Ci siamo chiesti, perché non mettere questi dati in rete, per renderli disponibili nel caso di patologie o infortuni a bordo?

Il CIRM offrirà alla FINAVAL dal 1° giugno 2012, un servizio di sorveglianza sanitaria studiato per contribuire ad elevare significativamente la qualità della salute dei marittimi imbarcati grazie al miglioramento delle potenzialità assistenziali.

Il servizio sarà svolto da un gruppo di medici coordinati dal Presidente del CIRM e curerà il normale espletamento di quanto previsto dalla sorveglianza sanitaria. La novità sta nel fatto che per ciascun lavoratore è compilata una cartella clinica digitale bilingue (italiano ed inglese) di sorveglianza sanitaria. Username e password consentiranno l’accesso ai dati clinici del lavoratore da parte del gruppo di medicina occupazionale del CIRM, dei medici del Centro in servizio TMAS e del soggetto interessato. In tal modo oltre che per le esigenze di tipo occupazionale, i dati clinici potranno essere utilizzati a scopi assistenziali, sia per l’assistenza in navigazione da parte del medico del CIRM, che in un porto di arrivo. In questo caso lo stesso lavoratore, tramite il sistema informatico di Healthy Ship potrà visualizzare, salvare in PDF e stampare le proprie informazioni cliniche che un sanitario del CIRM o medici a terra potranno consultare, aggiornare, con un immenso vantaggio per la qualità dell’assistenza a ciascun lavoratore e senza particolari aggravi di costi, ma soltanto razionalizzando la raccolta dei dati clinici che comunque, per esigenze occupazionali, devono essere presi ed annotati.

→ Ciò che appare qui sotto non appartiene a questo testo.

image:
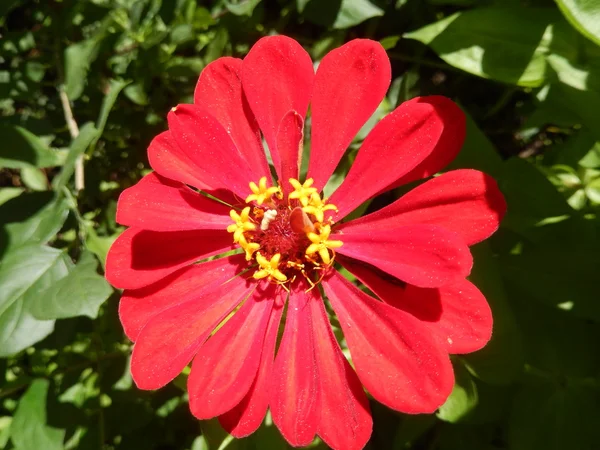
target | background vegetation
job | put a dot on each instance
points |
(526, 72)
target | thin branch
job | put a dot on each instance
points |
(74, 131)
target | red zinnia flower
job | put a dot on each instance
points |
(225, 313)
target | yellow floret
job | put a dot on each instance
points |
(261, 193)
(302, 192)
(241, 225)
(268, 268)
(317, 207)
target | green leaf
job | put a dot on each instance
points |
(21, 149)
(114, 89)
(136, 93)
(34, 178)
(584, 15)
(98, 245)
(242, 7)
(28, 429)
(501, 43)
(592, 191)
(31, 218)
(462, 400)
(80, 293)
(9, 193)
(553, 417)
(353, 12)
(78, 58)
(86, 136)
(560, 276)
(523, 185)
(5, 422)
(477, 152)
(301, 4)
(501, 360)
(25, 274)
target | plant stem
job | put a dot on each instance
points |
(74, 131)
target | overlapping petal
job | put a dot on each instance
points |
(204, 141)
(289, 147)
(344, 415)
(458, 314)
(171, 162)
(350, 83)
(423, 255)
(138, 306)
(245, 418)
(277, 76)
(225, 367)
(467, 202)
(294, 382)
(397, 145)
(158, 204)
(170, 339)
(395, 357)
(140, 257)
(219, 90)
(450, 142)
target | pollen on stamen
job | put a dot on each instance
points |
(286, 237)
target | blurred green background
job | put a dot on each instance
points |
(526, 72)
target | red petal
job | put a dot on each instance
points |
(168, 160)
(219, 90)
(294, 383)
(204, 141)
(158, 204)
(423, 255)
(345, 419)
(140, 257)
(458, 315)
(277, 76)
(138, 306)
(289, 148)
(397, 144)
(245, 418)
(466, 202)
(350, 83)
(396, 359)
(170, 339)
(225, 367)
(450, 142)
(464, 324)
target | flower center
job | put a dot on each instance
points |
(285, 237)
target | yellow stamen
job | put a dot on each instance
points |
(302, 192)
(269, 268)
(261, 193)
(241, 225)
(317, 207)
(321, 244)
(249, 247)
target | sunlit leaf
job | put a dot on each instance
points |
(28, 429)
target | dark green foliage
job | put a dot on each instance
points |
(526, 72)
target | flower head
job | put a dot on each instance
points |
(212, 193)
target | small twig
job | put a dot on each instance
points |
(74, 131)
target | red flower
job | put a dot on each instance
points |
(225, 313)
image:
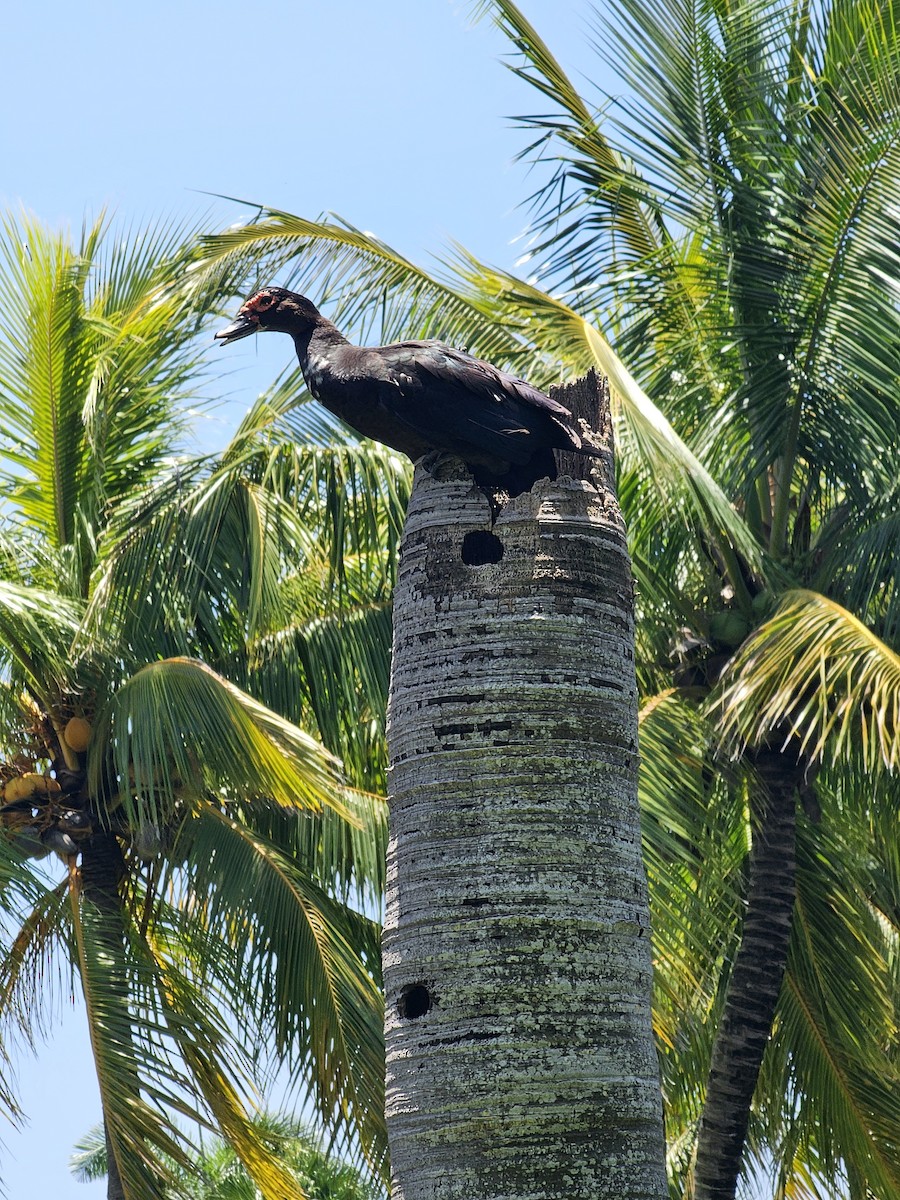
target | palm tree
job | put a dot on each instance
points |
(169, 628)
(516, 953)
(220, 1175)
(729, 228)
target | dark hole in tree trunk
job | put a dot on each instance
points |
(480, 547)
(414, 1001)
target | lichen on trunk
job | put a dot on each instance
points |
(516, 948)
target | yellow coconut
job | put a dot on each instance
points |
(16, 789)
(41, 784)
(77, 735)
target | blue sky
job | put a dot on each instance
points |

Sia la possibilità di consultazione dei dati clinici di ciascun lavoratore da parte del TMAS, che la verificabilità e portabilità del dato da parte dell’individuo a cui il dato sanitario stesso si riferisce rappresentano un qualcosa di veramente nuovo, che potranno contribuire a migliorare sensibilmente i livelli di assistenza dei marittimi imbarcati ed a monitorizzarne le condizioni di salute.
Queste attività, come già detto, stanno per iniziare e rappresentano l’avvio di un modo nuovo di concepire la sorveglianza sanitaria, rendendola utile non solo in ambito lavorativo, ma utilizzando tutti gli elementi che la stessa abbia raccolto anche ai fini della semplice assistenza medica. Raggiunto questo primo obiettivo, auspicabilmente dal prossimo anno, potranno essere installate a bordo attrezzature tele mediche grazie alle quali sperimentare la possibilità di trasferire dati anche di sorveglianza sanitaria dalla nave in navigazione al medico competente. La eventuale dimostrazione dell’accuratezza di tali determinazioni con quelle prese in porto dal medico competente potrebbe contribuire a sviluppare, per le grandi navi in navigazione, nuove procedure di sorveglianza sanitaria, più in linea con la realtà del mezzo ed anche più sostenibili economicamente.
Ringrazio il top management di FINAVAL per la disponibilità a lavorare insieme per Healthy Ship, certo che gli sforzi e l’impegno di circa 2 anni per realizzare quanto sta per cominciare, porteranno frutti e buoni risultati.